Wednesday, September 17, 2008

Howards End

I finished this novel the other day, and near the quite surprising end, I found myself actually crying. It's a wonderful book -- insightful, beautifully written, interesting, and may very well be a contender for best novel by E. M. Forester, although I haven't reread A Passage to India in quite some time, so it remains to be seen.

Mrs. Wilcox must be the most important character in the novel. She is manipulative, frightening, and embodies an interpretation of the woman's movement in the sense that she is felt more than she is seen, and that her most powerful act in the novel is something she writes. Margaret and Helen do not write, they simply discuss writing, and mostly men's writing. But Mrs. Wilcox is a writer. She goes out with Margaret for stationary, and her note concerning her plans for Howard's End is the most provocative bit of information in the plot, pulling up truths hidden deep within the superficial goings on of the Wilcox family. I don't know if I like Mrs. Wilcox or not -- but her influence on the novel is transcendent, and cannot be denied.
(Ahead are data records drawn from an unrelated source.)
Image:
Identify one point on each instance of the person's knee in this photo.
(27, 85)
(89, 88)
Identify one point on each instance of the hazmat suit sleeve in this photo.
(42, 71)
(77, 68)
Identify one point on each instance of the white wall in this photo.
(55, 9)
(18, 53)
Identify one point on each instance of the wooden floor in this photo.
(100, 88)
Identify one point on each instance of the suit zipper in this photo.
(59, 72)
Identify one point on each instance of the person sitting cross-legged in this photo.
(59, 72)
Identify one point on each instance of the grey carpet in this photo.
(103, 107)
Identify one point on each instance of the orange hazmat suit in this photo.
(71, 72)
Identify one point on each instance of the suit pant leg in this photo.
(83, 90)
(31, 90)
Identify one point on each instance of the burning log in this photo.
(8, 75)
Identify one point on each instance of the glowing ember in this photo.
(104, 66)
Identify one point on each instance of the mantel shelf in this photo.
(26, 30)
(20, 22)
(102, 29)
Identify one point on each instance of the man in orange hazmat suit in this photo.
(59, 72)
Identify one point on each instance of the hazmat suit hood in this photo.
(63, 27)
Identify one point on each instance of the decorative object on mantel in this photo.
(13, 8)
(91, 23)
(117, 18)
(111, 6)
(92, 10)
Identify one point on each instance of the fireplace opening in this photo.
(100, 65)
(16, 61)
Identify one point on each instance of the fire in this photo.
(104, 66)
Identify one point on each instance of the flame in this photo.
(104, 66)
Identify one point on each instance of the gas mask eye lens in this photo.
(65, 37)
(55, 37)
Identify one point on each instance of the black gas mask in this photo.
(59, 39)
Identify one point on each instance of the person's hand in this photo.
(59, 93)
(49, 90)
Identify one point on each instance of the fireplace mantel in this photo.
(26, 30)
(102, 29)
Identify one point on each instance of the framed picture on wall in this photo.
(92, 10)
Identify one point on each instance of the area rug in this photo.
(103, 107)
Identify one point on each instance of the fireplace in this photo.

Her involvement with the plot reminds me a little of the women of Joseph Conrad's Heart of Darkness: influencing their husbands, weaving the future of men from small offices of the African Trading Company, and pushing and pulling men out of and into various destinies. Mrs. Wilcox doesn't so much as demand, as she suggests -- but her presence commands, and like many great leaders who become even more persuasive in myth than in life, she appears to control matters when she isn't present.

The forward says Only connect..., which is of great importance to Margaret, who feels Mr. Wilcox's tragic flaw is his inability to connect. But what is this connection she so craves and desires for herself and for others? I want to imagine it as the moments where we break the Subject/Object hierarchy and simply exist together. Yet, I'm not sure much of this connecting occurs in the novel. If it does, it is between Margaret and Helen. I'm almost sure that this book is about sisterhood as much as it is about homes, land, economy, love, family, and nature. I don't know if there is another relationship where the kind of connection described as preferred occurs. It may occur between Helen and Mr. Bast -- but so much social consequence occurred to put them together and break them apart, I feel that option is troubled.

There is so much more in this book -- so much about land ownership, possession, class (of course), women, men, outcasts (Tibby), sons, parenting, fathers, mothers, siblings, friends. It's quite a package. I think the narrator quite unreliable, but who knows.

I think I will read it again, maybe not soon, but certainly. It seems that Forester owes a great deal to Austen, Dickens, Bronte, and probably the whole Victorian era. Its definitely Modernist -- there are passages that seem to be written in stream of consciousness.

I'm getting the film from Netflix in a few days. Can't wait to see Emma Thompson. She just simply is Margaret.